The phase error is only 1° and can be compensated since we can calculate this using the above formula. Since the AD8302 phase output is 10mV/° .This means we will have to subtract 0.65mV@1.8Mhz to 10.8mV@30Mhz from Vref/2 to get the correct value.
The design uses 2
AD8302 devices to measure phase and magnitude of currents and voltages.
The AD8302 is an excellent choice since it specs range from LF to 2.7 Ghz , and it measures over a 60 db range of input signals.
You can find the datasheet
here.
The first one is used to measure the phase between the voltage and the current to the load.
The second one is used to measure the magnitude between the current and the voltages.
I use two devices because the ad8302 does not see the difference between leading and lagging signals.
By phase shifting one of the inputs -90° , the phase output gets centered around 900mV (Vref/2).
See the graph below:
Note that the 90 degrees will be on the other side if the secondairy of the current transformer is connected in reverse, the same will haven if ANT and TRX are swapped.

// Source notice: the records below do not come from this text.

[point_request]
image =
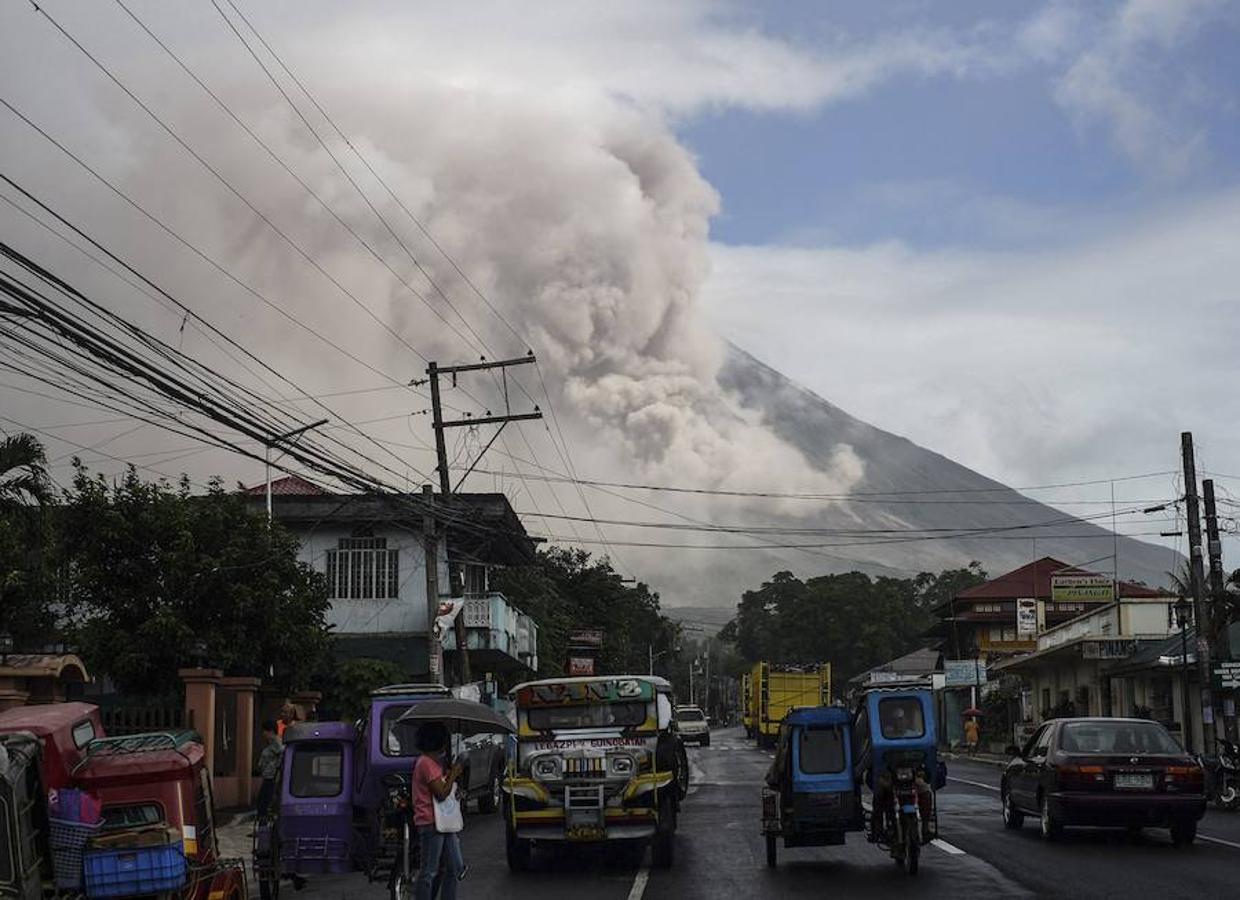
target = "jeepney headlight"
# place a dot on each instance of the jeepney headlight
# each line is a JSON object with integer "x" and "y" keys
{"x": 546, "y": 767}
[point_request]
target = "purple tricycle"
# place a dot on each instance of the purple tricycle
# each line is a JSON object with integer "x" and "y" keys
{"x": 344, "y": 795}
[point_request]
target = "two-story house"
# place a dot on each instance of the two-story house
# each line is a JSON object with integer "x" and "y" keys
{"x": 1003, "y": 616}
{"x": 373, "y": 553}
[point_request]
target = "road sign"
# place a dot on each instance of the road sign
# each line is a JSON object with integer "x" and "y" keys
{"x": 1226, "y": 676}
{"x": 1078, "y": 588}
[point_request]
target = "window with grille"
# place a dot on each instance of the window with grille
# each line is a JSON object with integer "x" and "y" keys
{"x": 362, "y": 569}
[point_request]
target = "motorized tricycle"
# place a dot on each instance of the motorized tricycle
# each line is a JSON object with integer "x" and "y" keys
{"x": 897, "y": 756}
{"x": 153, "y": 831}
{"x": 811, "y": 796}
{"x": 595, "y": 759}
{"x": 342, "y": 801}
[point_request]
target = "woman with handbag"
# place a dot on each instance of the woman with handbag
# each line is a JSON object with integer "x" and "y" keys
{"x": 437, "y": 815}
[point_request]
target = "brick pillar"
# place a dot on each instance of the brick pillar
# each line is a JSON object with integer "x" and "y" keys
{"x": 200, "y": 707}
{"x": 247, "y": 696}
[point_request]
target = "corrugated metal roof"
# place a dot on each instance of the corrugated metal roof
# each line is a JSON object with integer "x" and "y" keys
{"x": 1033, "y": 580}
{"x": 287, "y": 486}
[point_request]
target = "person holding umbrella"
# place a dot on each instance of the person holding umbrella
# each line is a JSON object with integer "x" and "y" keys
{"x": 432, "y": 782}
{"x": 437, "y": 719}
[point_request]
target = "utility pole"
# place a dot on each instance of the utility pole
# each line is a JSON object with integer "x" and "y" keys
{"x": 445, "y": 486}
{"x": 1214, "y": 552}
{"x": 430, "y": 549}
{"x": 1197, "y": 583}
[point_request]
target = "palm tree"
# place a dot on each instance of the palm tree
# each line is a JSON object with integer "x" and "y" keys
{"x": 22, "y": 470}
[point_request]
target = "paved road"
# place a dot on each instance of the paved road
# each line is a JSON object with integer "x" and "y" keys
{"x": 721, "y": 853}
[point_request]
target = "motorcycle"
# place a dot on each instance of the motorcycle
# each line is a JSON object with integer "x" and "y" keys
{"x": 1223, "y": 775}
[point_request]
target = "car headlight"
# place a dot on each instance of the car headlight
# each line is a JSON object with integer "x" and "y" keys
{"x": 546, "y": 767}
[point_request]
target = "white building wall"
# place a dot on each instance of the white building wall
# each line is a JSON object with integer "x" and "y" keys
{"x": 403, "y": 614}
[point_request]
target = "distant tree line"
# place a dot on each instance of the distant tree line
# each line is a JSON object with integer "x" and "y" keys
{"x": 851, "y": 620}
{"x": 568, "y": 589}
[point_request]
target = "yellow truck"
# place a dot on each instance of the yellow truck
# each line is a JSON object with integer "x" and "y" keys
{"x": 747, "y": 707}
{"x": 771, "y": 691}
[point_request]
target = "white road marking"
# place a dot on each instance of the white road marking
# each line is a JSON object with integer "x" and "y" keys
{"x": 639, "y": 883}
{"x": 1218, "y": 841}
{"x": 975, "y": 784}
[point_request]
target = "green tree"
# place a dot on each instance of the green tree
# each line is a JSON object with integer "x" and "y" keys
{"x": 22, "y": 471}
{"x": 569, "y": 589}
{"x": 26, "y": 573}
{"x": 352, "y": 682}
{"x": 851, "y": 620}
{"x": 158, "y": 569}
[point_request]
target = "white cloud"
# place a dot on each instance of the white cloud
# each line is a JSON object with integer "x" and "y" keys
{"x": 1086, "y": 358}
{"x": 1119, "y": 79}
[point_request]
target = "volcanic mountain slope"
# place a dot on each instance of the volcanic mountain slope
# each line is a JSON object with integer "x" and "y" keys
{"x": 894, "y": 464}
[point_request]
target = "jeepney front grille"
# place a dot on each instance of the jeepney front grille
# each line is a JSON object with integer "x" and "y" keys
{"x": 584, "y": 767}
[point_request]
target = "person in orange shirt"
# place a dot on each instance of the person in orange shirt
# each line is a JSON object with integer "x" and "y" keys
{"x": 971, "y": 734}
{"x": 288, "y": 717}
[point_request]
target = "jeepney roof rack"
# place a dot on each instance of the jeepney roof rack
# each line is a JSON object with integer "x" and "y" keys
{"x": 150, "y": 741}
{"x": 397, "y": 689}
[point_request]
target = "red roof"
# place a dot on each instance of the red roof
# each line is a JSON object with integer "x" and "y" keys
{"x": 287, "y": 486}
{"x": 1033, "y": 580}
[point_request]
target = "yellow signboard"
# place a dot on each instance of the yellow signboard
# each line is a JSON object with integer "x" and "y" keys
{"x": 1080, "y": 588}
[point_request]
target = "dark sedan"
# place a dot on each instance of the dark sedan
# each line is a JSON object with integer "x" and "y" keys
{"x": 1120, "y": 772}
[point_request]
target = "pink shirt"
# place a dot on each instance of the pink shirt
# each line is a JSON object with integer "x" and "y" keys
{"x": 425, "y": 770}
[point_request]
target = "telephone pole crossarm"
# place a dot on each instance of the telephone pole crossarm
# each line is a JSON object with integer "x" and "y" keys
{"x": 485, "y": 365}
{"x": 490, "y": 419}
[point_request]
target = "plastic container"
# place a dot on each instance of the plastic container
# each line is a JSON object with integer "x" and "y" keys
{"x": 134, "y": 870}
{"x": 67, "y": 841}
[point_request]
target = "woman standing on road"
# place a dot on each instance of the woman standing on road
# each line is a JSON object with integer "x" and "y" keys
{"x": 430, "y": 782}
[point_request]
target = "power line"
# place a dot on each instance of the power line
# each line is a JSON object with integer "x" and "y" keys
{"x": 566, "y": 458}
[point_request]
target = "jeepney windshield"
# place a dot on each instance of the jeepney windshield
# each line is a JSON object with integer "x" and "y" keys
{"x": 599, "y": 715}
{"x": 397, "y": 740}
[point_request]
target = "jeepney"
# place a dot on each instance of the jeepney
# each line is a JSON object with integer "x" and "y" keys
{"x": 594, "y": 759}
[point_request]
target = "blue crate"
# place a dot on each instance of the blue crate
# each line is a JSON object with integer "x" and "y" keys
{"x": 67, "y": 841}
{"x": 132, "y": 872}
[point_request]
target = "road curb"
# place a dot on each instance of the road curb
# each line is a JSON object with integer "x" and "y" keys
{"x": 986, "y": 760}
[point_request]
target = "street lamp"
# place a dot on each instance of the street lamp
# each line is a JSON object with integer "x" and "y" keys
{"x": 652, "y": 655}
{"x": 199, "y": 652}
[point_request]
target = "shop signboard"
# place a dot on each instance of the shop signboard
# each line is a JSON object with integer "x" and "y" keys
{"x": 1107, "y": 650}
{"x": 1081, "y": 588}
{"x": 962, "y": 673}
{"x": 1026, "y": 617}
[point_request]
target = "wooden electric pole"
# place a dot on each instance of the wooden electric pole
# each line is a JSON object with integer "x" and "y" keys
{"x": 1197, "y": 584}
{"x": 430, "y": 549}
{"x": 1218, "y": 578}
{"x": 445, "y": 486}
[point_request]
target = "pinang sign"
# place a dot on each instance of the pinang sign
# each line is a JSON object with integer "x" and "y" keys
{"x": 1079, "y": 588}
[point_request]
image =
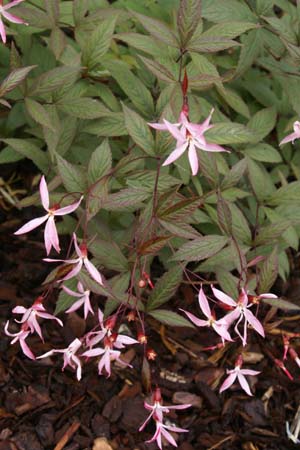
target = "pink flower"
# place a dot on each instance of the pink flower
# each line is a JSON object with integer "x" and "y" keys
{"x": 21, "y": 336}
{"x": 84, "y": 299}
{"x": 241, "y": 311}
{"x": 8, "y": 16}
{"x": 30, "y": 316}
{"x": 82, "y": 259}
{"x": 108, "y": 354}
{"x": 291, "y": 137}
{"x": 188, "y": 136}
{"x": 50, "y": 233}
{"x": 70, "y": 358}
{"x": 238, "y": 373}
{"x": 157, "y": 412}
{"x": 211, "y": 321}
{"x": 93, "y": 337}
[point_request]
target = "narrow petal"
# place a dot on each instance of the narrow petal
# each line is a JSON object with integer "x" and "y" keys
{"x": 254, "y": 322}
{"x": 175, "y": 154}
{"x": 223, "y": 297}
{"x": 31, "y": 225}
{"x": 193, "y": 158}
{"x": 172, "y": 128}
{"x": 51, "y": 236}
{"x": 195, "y": 320}
{"x": 2, "y": 31}
{"x": 68, "y": 209}
{"x": 290, "y": 138}
{"x": 93, "y": 271}
{"x": 26, "y": 350}
{"x": 228, "y": 382}
{"x": 203, "y": 303}
{"x": 12, "y": 18}
{"x": 44, "y": 193}
{"x": 244, "y": 383}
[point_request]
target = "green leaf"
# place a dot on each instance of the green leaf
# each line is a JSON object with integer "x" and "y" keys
{"x": 109, "y": 255}
{"x": 263, "y": 152}
{"x": 139, "y": 131}
{"x": 229, "y": 133}
{"x": 31, "y": 151}
{"x": 54, "y": 79}
{"x": 132, "y": 86}
{"x": 289, "y": 194}
{"x": 165, "y": 288}
{"x": 73, "y": 177}
{"x": 250, "y": 50}
{"x": 98, "y": 43}
{"x": 260, "y": 180}
{"x": 158, "y": 29}
{"x": 14, "y": 79}
{"x": 268, "y": 272}
{"x": 100, "y": 163}
{"x": 170, "y": 318}
{"x": 38, "y": 113}
{"x": 188, "y": 17}
{"x": 158, "y": 70}
{"x": 263, "y": 122}
{"x": 125, "y": 200}
{"x": 200, "y": 248}
{"x": 83, "y": 107}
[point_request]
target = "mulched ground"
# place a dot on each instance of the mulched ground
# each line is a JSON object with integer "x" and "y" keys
{"x": 44, "y": 408}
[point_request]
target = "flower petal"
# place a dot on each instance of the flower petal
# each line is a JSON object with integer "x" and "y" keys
{"x": 175, "y": 154}
{"x": 31, "y": 225}
{"x": 68, "y": 209}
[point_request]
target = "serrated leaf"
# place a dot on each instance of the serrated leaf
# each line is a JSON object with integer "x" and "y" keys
{"x": 170, "y": 318}
{"x": 125, "y": 200}
{"x": 73, "y": 177}
{"x": 38, "y": 113}
{"x": 158, "y": 29}
{"x": 98, "y": 43}
{"x": 229, "y": 133}
{"x": 83, "y": 108}
{"x": 109, "y": 255}
{"x": 139, "y": 130}
{"x": 188, "y": 17}
{"x": 14, "y": 79}
{"x": 268, "y": 272}
{"x": 100, "y": 162}
{"x": 54, "y": 79}
{"x": 262, "y": 123}
{"x": 165, "y": 288}
{"x": 133, "y": 87}
{"x": 200, "y": 248}
{"x": 31, "y": 151}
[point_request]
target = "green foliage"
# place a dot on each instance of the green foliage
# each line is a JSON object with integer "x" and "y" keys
{"x": 79, "y": 88}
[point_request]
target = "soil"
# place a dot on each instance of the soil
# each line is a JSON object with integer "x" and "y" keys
{"x": 42, "y": 407}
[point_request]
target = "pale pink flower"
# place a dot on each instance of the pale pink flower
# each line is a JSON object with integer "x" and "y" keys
{"x": 21, "y": 336}
{"x": 70, "y": 358}
{"x": 108, "y": 354}
{"x": 238, "y": 373}
{"x": 93, "y": 337}
{"x": 82, "y": 259}
{"x": 291, "y": 137}
{"x": 241, "y": 311}
{"x": 83, "y": 299}
{"x": 188, "y": 136}
{"x": 8, "y": 16}
{"x": 30, "y": 316}
{"x": 157, "y": 412}
{"x": 50, "y": 233}
{"x": 211, "y": 321}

Besides these measurements, the bridge also contains a frequency pre-scaler so that a microcontroller can measure the operating frequency so it can drive look-up tables that control motors for tuning a matching circuit.
The (first) prototype:
The bridge is constructed in a 55 * 74 *30 mm tinned RF box.
(some smd parts not yet mounted.)
Detail picture of the current tronsformer wound on a 4C65 ferrite torroid with Litz wire.
(not sure if this is really making a lot of difference compared to a solid wire.)
Some of the metal parts are made from brass plate and then silver plated using some (nasty) chemicals (silver cyanide and pottasium cyanide mix).
Before:
After plating :
The inner conductor is made of a piece of thick coax.(aircom plus or similar)
The center conductor is shielded by a piece of copper tube that has been soldered to the plated flanges. This avoids any capacitive coupling between the center conductor and the windings of the current transformer.